According to Plants of the World online, it has no synonyms. However the New Zealand Plant Conservation Network lists Carex comans var stricta Cheeseman as a synonym.
==Description==
It is a densely tufted sedge growing from 250 to 350 mm tall, and may be buff-coloured, an almost bleached white, or green or red.
The culms are smooth and 50-200 mm by 0.5 mm, often having a deep groove. The leaves are numerous and the basal sheaths are dark brown to purple-red. The terminal spike is male with the other spikes being female.

It flowers from October to December and fruits from October to September and the nuts are dispersed by granivory and wind.

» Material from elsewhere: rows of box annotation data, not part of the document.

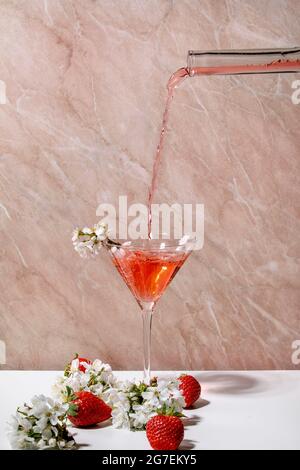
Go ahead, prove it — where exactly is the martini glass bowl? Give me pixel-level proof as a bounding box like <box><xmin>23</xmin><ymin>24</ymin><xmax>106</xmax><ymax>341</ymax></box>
<box><xmin>109</xmin><ymin>236</ymin><xmax>195</xmax><ymax>384</ymax></box>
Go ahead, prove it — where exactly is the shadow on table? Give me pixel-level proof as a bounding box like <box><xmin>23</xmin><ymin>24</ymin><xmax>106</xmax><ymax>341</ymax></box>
<box><xmin>196</xmin><ymin>372</ymin><xmax>267</xmax><ymax>395</ymax></box>
<box><xmin>183</xmin><ymin>415</ymin><xmax>202</xmax><ymax>427</ymax></box>
<box><xmin>179</xmin><ymin>439</ymin><xmax>196</xmax><ymax>450</ymax></box>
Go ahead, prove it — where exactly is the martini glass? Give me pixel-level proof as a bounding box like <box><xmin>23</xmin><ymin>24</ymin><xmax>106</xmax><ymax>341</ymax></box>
<box><xmin>109</xmin><ymin>237</ymin><xmax>194</xmax><ymax>384</ymax></box>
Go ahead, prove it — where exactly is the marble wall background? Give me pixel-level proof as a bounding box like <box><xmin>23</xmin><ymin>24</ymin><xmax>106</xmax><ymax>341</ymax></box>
<box><xmin>0</xmin><ymin>0</ymin><xmax>300</xmax><ymax>369</ymax></box>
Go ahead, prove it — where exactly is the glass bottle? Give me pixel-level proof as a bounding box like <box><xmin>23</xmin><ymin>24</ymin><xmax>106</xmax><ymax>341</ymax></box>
<box><xmin>186</xmin><ymin>47</ymin><xmax>300</xmax><ymax>76</ymax></box>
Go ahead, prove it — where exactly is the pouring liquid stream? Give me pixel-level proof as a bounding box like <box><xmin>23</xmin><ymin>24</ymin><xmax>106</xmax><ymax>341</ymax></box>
<box><xmin>148</xmin><ymin>59</ymin><xmax>300</xmax><ymax>239</ymax></box>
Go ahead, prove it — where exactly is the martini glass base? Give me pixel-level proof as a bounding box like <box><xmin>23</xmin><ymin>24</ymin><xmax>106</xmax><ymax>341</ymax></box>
<box><xmin>141</xmin><ymin>302</ymin><xmax>154</xmax><ymax>385</ymax></box>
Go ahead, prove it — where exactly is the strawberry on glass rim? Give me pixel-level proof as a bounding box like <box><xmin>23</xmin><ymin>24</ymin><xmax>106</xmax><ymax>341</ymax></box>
<box><xmin>64</xmin><ymin>353</ymin><xmax>92</xmax><ymax>377</ymax></box>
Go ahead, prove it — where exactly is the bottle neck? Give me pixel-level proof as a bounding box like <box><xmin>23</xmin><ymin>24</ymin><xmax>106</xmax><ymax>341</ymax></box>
<box><xmin>187</xmin><ymin>47</ymin><xmax>300</xmax><ymax>76</ymax></box>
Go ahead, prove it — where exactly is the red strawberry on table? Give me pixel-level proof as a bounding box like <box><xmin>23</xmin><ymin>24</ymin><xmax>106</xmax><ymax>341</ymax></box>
<box><xmin>146</xmin><ymin>415</ymin><xmax>184</xmax><ymax>450</ymax></box>
<box><xmin>68</xmin><ymin>387</ymin><xmax>111</xmax><ymax>427</ymax></box>
<box><xmin>179</xmin><ymin>375</ymin><xmax>201</xmax><ymax>408</ymax></box>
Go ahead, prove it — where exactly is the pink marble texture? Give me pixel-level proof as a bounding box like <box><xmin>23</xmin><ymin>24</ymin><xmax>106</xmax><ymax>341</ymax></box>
<box><xmin>0</xmin><ymin>0</ymin><xmax>300</xmax><ymax>370</ymax></box>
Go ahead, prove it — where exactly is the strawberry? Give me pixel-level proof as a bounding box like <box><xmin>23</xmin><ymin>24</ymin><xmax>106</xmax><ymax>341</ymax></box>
<box><xmin>68</xmin><ymin>387</ymin><xmax>111</xmax><ymax>427</ymax></box>
<box><xmin>146</xmin><ymin>415</ymin><xmax>184</xmax><ymax>450</ymax></box>
<box><xmin>179</xmin><ymin>375</ymin><xmax>201</xmax><ymax>408</ymax></box>
<box><xmin>65</xmin><ymin>354</ymin><xmax>92</xmax><ymax>377</ymax></box>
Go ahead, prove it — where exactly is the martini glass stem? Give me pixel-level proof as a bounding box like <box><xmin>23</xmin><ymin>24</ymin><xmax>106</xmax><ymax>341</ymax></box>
<box><xmin>142</xmin><ymin>302</ymin><xmax>153</xmax><ymax>384</ymax></box>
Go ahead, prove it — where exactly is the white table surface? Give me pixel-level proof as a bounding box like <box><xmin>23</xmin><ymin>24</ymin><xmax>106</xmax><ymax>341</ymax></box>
<box><xmin>0</xmin><ymin>371</ymin><xmax>300</xmax><ymax>450</ymax></box>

==Distribution and habitat==
It is found in the South Island from the Mackenzie Basin, to Waitaki and Central Otago, on alluvial terraces, and slopes and on river flats.

==Conservation status==
The IUCN Redlist declared its conservation status to be of "least concern" (LC). However, assessments under the New Zealand Threat Classification System (NZTCS), declared it to be "At Risk – Declining" (Dec) in 2013, and in 2017 to be "Threatened – Nationally Vulnerable" (NV).